Jury to decide on claims Ed Sheeran copied Let's Get It On

Jury to decide on claims Ed Sheeran copied Let's Get It On

A US judge has ruled that a jury must decide whether Ed Sheeran copied parts of Marvin Gaye’s Let's Get It On.

District judge Louis Stanton rejected calls by Sheeran’s legal team to drop the lawsuit alleging plagiarism in No.1 Thinking Out Loud. Stanton said he found "substantial similarities between several of the two works' musical elements".

The action against Sheeran, Sony/ATV and Atlantic Records was launched by the estate of producer Ed Townsend, who co-wrote the 1973 classic. Sheeran has denied the claims.

Stanton is also overseeing a separate $100 million lawsuit over the same song by Structured Asset Sales, which owns part of the copyright of Let’s Get It On. 

The lawsuit launched by Townsend’s heirs stated: “The defendants copied the ‘heart’ of ‘Let’s’ and repeated it continuously throughout Thinking. The melodic, harmonic, and rhythmic compositions of Thinking are substantially and/or strikingly similar to the drum composition of ‘Let’s.’”
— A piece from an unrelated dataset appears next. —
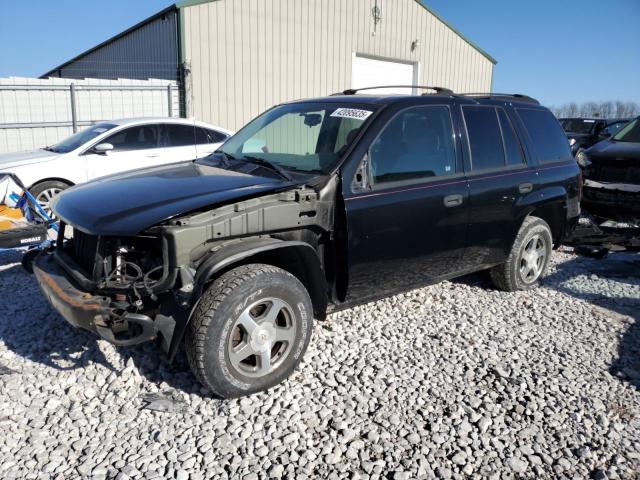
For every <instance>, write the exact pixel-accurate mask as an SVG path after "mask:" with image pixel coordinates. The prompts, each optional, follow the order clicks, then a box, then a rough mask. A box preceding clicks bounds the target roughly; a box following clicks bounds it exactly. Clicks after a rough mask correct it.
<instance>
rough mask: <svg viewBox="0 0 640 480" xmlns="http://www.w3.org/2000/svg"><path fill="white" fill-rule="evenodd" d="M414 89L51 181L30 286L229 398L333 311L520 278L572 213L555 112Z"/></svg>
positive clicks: (61, 305)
Stanton noted that live footage showed Sheeran “seamlessly transitioning” between the songs.

The defence team has argued that Thinking Out Loud is different because it has "sombre, melancholic tones, addressing long lasting romantic love" while Let's Get It On is a "sexual anthem".

Thinking Out Loud has spent 118 weeks in the Top 100.

Sheeran, his label and publisher have yet to respond to the ruling.

In 2017, Sheeran settled a copyright infringement claim over the track Photograph. Last year the writing team behind TLC’s 1999 hit No Scrubs were given credits on Shape Of You.

The case follows the ruling against the writers of Blurred Lines over allegations of copying another Gaye song.